Not even a youthful warning from her grandfather, a powerful entertainment advocate in the golden age of cinema, could stop Sharon Gless from attempting the trip to Hollywood.
Neil S. McCarthy, who counted Cecil B. DeMille, Katharine Hepburn and Lana Turner among his clients, warned his young granddaughter that the movie business could be a “dirty business”. However, aided by loyal friends and associates, in addition to a fierce determination to succeed, Gless beat the odds of becoming a celebrity, as recounted in his December autobiography “Apparently There Were Complaints” (see [http://www.sharongless.com)]www.sharengless.com).
Appearing in only half a dozen feature films, Gless has focused his career on television. Since 1970, she has starred in numerous TV movies and series and has won wide acclaim for her starring roles in several popular shows, including CBS’ 80s crime drama “Cagney & Lacey.”
“It changed the history of television for women,” Gless said from her home on private Fisher Island, a short ferry ride from the Miami coast. Gless portrayed New York detective Christine Cagney alongside Tyne Daly (Detective Mary Beth Lacey). The tough but flawed duo regularly dealt with serious social issues.
During the show’s run, Gless and Daly dominated the Emmy season, winning Outstanding Lead Actress in a Drama each year (four for Daly and two for Gless). Of her co-star of six years, Gless has nothing but praise.
“You might think we’d be competitive on set, but not at all,” she said of Daly. “When you work, any form of competitiveness is not good for anyone. She was a real pro and we were totally there for each other throughout the series. Since COVID, we talk on the phone almost every day.
Gless credits others for guiding his journey, including Monique James, head of talent at Universal Studios, where Gless was under a seven-year contract. “She was so tough that I always thought she would protect me, and she did. When I left the studio, she came with me as my manager for many years.
Barney Rosenzweig was the executive producer of “Cagney & Lacey”, and Gless began an affair with him near the end of the series.
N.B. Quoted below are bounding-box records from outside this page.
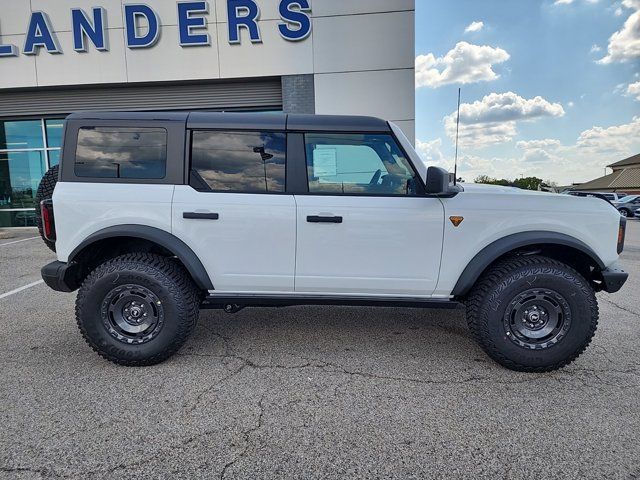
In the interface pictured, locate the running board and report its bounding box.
[201,295,463,310]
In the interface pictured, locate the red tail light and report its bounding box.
[40,199,56,242]
[618,216,627,254]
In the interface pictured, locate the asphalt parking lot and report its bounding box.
[0,220,640,479]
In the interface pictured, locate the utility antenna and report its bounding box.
[453,88,462,185]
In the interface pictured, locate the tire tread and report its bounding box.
[465,255,599,373]
[76,253,200,367]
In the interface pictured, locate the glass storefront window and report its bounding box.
[0,120,44,150]
[44,120,64,147]
[0,119,64,227]
[0,151,46,210]
[49,150,60,168]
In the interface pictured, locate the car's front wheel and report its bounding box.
[76,253,199,366]
[466,256,598,372]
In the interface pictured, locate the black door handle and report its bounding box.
[182,212,220,220]
[307,215,342,223]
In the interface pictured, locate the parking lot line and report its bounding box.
[0,280,44,300]
[0,237,40,247]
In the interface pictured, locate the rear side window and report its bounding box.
[191,131,287,193]
[74,127,167,179]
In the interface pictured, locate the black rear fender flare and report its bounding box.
[68,225,213,290]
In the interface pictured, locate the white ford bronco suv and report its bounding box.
[38,112,627,372]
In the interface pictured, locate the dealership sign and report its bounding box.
[0,0,311,57]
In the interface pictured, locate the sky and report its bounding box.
[416,0,640,185]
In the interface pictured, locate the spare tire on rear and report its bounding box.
[35,165,58,252]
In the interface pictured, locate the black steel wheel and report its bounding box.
[504,288,571,350]
[466,255,598,372]
[101,284,164,345]
[76,253,200,366]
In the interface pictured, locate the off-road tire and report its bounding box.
[466,256,598,372]
[76,253,200,366]
[35,165,59,252]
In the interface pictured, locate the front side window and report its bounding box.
[305,134,418,196]
[75,127,167,179]
[191,131,287,193]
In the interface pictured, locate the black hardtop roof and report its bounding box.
[67,111,391,133]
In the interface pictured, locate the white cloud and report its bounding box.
[416,42,510,88]
[554,0,600,5]
[598,0,640,64]
[576,117,640,152]
[418,117,640,185]
[516,138,561,150]
[464,22,484,33]
[627,82,640,101]
[444,92,565,148]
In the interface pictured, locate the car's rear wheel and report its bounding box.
[35,165,59,252]
[76,253,199,366]
[467,256,598,372]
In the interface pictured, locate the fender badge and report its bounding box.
[449,217,464,227]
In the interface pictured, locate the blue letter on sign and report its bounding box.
[24,12,62,55]
[124,5,160,48]
[278,0,311,42]
[71,7,109,52]
[178,2,211,47]
[227,0,262,43]
[0,21,18,57]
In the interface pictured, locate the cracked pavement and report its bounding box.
[0,221,640,479]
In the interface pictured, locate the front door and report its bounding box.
[295,134,444,297]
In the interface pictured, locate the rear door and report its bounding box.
[172,129,296,293]
[295,133,444,297]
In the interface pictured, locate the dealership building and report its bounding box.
[0,0,415,227]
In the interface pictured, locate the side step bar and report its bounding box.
[201,295,463,313]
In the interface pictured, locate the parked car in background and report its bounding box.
[564,192,613,205]
[613,195,640,217]
[598,192,627,202]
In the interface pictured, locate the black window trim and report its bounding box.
[185,128,292,195]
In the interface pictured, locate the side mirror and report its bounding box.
[426,167,451,195]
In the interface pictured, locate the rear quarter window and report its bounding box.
[74,127,167,179]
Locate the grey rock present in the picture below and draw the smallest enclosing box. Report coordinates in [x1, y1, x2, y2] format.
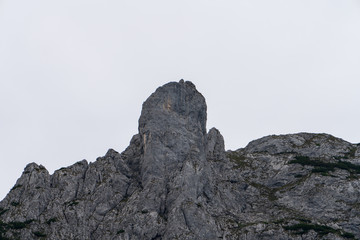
[0, 80, 360, 240]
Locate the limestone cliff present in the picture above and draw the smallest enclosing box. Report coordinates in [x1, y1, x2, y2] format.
[0, 80, 360, 240]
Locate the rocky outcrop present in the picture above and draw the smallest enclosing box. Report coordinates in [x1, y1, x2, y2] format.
[0, 80, 360, 240]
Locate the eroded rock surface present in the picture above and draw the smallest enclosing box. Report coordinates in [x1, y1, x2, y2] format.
[0, 80, 360, 240]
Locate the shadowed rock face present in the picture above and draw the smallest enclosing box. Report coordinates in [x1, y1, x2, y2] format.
[0, 80, 360, 239]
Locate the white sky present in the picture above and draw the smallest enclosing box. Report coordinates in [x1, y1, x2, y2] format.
[0, 0, 360, 199]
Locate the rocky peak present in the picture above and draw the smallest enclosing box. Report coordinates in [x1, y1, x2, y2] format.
[0, 80, 360, 240]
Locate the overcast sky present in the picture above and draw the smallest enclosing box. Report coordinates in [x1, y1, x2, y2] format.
[0, 0, 360, 199]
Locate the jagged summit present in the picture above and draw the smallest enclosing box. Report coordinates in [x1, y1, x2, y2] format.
[0, 80, 360, 240]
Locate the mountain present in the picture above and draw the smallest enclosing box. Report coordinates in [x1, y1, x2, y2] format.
[0, 80, 360, 240]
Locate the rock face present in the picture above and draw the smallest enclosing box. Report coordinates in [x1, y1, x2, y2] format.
[0, 80, 360, 240]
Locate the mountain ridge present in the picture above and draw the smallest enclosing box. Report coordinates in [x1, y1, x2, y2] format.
[0, 80, 360, 239]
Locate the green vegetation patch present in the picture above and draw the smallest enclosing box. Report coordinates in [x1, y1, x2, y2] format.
[289, 156, 360, 176]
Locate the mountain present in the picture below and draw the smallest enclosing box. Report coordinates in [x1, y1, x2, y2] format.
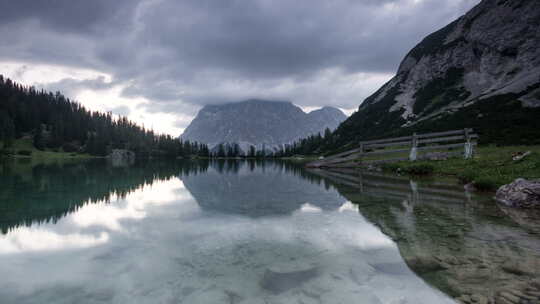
[332, 0, 540, 148]
[181, 99, 346, 152]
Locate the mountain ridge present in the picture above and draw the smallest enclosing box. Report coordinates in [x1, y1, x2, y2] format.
[327, 0, 540, 150]
[180, 99, 346, 152]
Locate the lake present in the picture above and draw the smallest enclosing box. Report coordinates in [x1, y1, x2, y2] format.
[0, 160, 540, 304]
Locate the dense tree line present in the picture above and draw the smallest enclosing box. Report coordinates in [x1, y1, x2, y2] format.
[0, 75, 210, 157]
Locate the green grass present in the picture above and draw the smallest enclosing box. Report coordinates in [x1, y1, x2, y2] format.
[0, 136, 95, 160]
[383, 146, 540, 191]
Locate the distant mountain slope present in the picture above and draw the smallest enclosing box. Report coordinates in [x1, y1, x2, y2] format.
[181, 99, 346, 151]
[333, 0, 540, 146]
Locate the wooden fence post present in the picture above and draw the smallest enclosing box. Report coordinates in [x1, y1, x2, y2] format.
[465, 128, 473, 159]
[409, 133, 418, 161]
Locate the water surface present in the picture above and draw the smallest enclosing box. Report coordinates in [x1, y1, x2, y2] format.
[0, 161, 539, 304]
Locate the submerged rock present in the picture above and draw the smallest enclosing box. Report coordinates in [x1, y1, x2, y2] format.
[261, 267, 319, 294]
[495, 178, 540, 208]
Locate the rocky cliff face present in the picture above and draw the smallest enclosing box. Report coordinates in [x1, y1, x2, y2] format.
[334, 0, 540, 145]
[181, 100, 346, 151]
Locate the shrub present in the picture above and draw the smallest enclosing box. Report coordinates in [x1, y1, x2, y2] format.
[405, 164, 435, 175]
[17, 150, 32, 156]
[474, 177, 497, 191]
[381, 163, 400, 172]
[62, 143, 79, 153]
[0, 149, 13, 156]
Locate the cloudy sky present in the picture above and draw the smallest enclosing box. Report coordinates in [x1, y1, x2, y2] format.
[0, 0, 479, 135]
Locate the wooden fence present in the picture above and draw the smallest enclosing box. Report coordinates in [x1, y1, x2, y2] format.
[307, 128, 478, 168]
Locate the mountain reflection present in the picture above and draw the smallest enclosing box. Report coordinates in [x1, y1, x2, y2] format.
[0, 159, 208, 234]
[310, 169, 540, 303]
[182, 161, 345, 217]
[0, 159, 338, 234]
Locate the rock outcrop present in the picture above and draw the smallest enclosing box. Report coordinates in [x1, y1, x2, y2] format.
[330, 0, 540, 143]
[495, 178, 540, 208]
[181, 100, 346, 152]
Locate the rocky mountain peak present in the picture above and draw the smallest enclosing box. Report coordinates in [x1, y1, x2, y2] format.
[181, 99, 346, 151]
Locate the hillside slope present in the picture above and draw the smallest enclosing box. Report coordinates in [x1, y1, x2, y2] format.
[332, 0, 540, 148]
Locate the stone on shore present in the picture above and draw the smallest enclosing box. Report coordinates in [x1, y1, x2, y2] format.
[495, 178, 540, 208]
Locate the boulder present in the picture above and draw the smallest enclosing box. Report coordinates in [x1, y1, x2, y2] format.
[107, 149, 135, 167]
[495, 178, 540, 208]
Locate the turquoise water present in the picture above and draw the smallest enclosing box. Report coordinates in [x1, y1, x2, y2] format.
[0, 161, 536, 304]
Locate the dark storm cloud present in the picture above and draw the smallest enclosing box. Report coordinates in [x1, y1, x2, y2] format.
[44, 76, 114, 96]
[0, 0, 478, 112]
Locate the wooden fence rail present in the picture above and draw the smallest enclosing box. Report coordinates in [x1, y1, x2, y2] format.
[307, 128, 478, 168]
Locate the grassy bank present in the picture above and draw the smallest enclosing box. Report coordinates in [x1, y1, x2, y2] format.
[0, 137, 96, 160]
[382, 146, 540, 191]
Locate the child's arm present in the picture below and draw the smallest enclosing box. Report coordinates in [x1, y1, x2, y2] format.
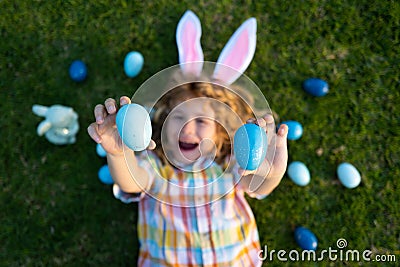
[239, 115, 288, 195]
[88, 96, 155, 193]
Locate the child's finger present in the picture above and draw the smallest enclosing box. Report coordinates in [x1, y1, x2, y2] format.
[119, 96, 131, 106]
[104, 98, 117, 114]
[276, 124, 289, 147]
[238, 168, 256, 176]
[146, 140, 156, 150]
[264, 114, 275, 136]
[94, 104, 107, 124]
[87, 122, 101, 143]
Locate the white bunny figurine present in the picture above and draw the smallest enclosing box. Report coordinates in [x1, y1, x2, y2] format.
[32, 105, 79, 145]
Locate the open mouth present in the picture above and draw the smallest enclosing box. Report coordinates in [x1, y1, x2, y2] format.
[179, 141, 199, 151]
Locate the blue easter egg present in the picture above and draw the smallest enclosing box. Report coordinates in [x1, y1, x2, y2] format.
[337, 162, 361, 189]
[98, 165, 114, 184]
[282, 121, 303, 140]
[96, 144, 107, 158]
[69, 60, 87, 82]
[233, 124, 268, 170]
[294, 226, 318, 250]
[303, 78, 329, 96]
[115, 104, 152, 151]
[124, 51, 144, 78]
[287, 161, 311, 186]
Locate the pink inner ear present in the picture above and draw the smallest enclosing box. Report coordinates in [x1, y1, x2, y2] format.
[221, 30, 249, 71]
[181, 22, 198, 62]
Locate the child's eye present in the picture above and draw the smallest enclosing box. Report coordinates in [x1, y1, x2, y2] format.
[196, 118, 210, 124]
[171, 115, 183, 121]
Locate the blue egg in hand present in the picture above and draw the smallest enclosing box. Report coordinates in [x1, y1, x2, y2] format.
[287, 161, 311, 186]
[303, 78, 329, 96]
[282, 121, 303, 140]
[98, 165, 114, 184]
[124, 51, 144, 78]
[69, 60, 87, 82]
[233, 123, 268, 170]
[96, 144, 107, 158]
[115, 104, 152, 151]
[337, 162, 361, 189]
[294, 226, 318, 250]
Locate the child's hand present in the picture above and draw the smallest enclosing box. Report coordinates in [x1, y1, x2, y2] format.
[87, 96, 155, 155]
[239, 115, 288, 194]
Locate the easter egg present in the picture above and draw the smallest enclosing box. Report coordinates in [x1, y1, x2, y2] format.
[233, 124, 268, 170]
[69, 60, 87, 82]
[287, 161, 311, 186]
[337, 162, 361, 189]
[96, 144, 107, 158]
[124, 51, 144, 78]
[303, 78, 329, 96]
[115, 104, 152, 151]
[294, 226, 318, 250]
[97, 165, 114, 184]
[282, 121, 303, 140]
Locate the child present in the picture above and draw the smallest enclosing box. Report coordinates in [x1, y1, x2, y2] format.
[88, 9, 288, 266]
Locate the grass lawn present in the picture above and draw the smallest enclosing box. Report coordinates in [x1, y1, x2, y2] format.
[0, 0, 400, 266]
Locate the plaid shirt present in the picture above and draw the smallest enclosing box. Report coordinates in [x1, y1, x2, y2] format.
[113, 152, 263, 267]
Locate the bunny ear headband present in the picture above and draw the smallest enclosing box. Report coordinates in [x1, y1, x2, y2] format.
[176, 10, 257, 85]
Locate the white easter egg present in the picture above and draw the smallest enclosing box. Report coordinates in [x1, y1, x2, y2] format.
[337, 162, 361, 189]
[115, 104, 152, 151]
[287, 161, 311, 186]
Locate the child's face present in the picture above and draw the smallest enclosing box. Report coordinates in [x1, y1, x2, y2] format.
[164, 99, 217, 165]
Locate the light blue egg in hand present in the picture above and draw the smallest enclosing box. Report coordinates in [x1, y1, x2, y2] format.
[124, 51, 144, 78]
[282, 121, 303, 140]
[337, 162, 361, 189]
[96, 144, 107, 158]
[287, 161, 311, 186]
[115, 104, 152, 151]
[98, 165, 114, 184]
[233, 124, 268, 170]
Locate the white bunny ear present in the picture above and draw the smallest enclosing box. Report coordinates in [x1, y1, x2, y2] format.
[213, 18, 257, 84]
[176, 10, 204, 76]
[32, 105, 49, 117]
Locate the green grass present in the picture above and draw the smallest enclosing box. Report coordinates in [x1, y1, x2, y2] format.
[0, 0, 400, 266]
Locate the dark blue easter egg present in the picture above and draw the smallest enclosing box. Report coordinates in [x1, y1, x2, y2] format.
[233, 123, 268, 170]
[98, 165, 114, 184]
[69, 60, 87, 82]
[337, 162, 361, 189]
[294, 226, 318, 250]
[115, 104, 152, 151]
[287, 161, 311, 186]
[303, 78, 329, 96]
[124, 51, 144, 78]
[282, 121, 303, 140]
Despite their on-and-off personal relationship, Rozenzweig remained a staunch supporter of Gless’s career. The couple would eventually marry and they remain together today.
“We have an interesting history together which is described in the book, but we love and respect each other tremendously,” Gless said.
Gless followed the hit crime show with other hit series such as “The Trials of Rosie O’Neill”, “Queer as Folk” and “Burn Notice”, receiving several nominations or wins, including a Golden Globe for “Rosie O’Neill”. .” And though she stumbled along the way (leading to the title of her book) with alcohol issues, weight issues, recurring pancreatitis, and complicated relationships, she never found Hollywood to be the place to be. “dirty business” as his grandfather called him.
“It hasn’t always been an easy road, but I’ve made my own way, helped by people who believed in me,” she said. “Television is an amazing medium, and I was lucky to be a part of it.”
Nick Thomas teaches at Auburn University in Montgomery, Alabama, and has written reports, columns and interviews for numerous magazines and newspapers. To see www.tinseltowntalks.com.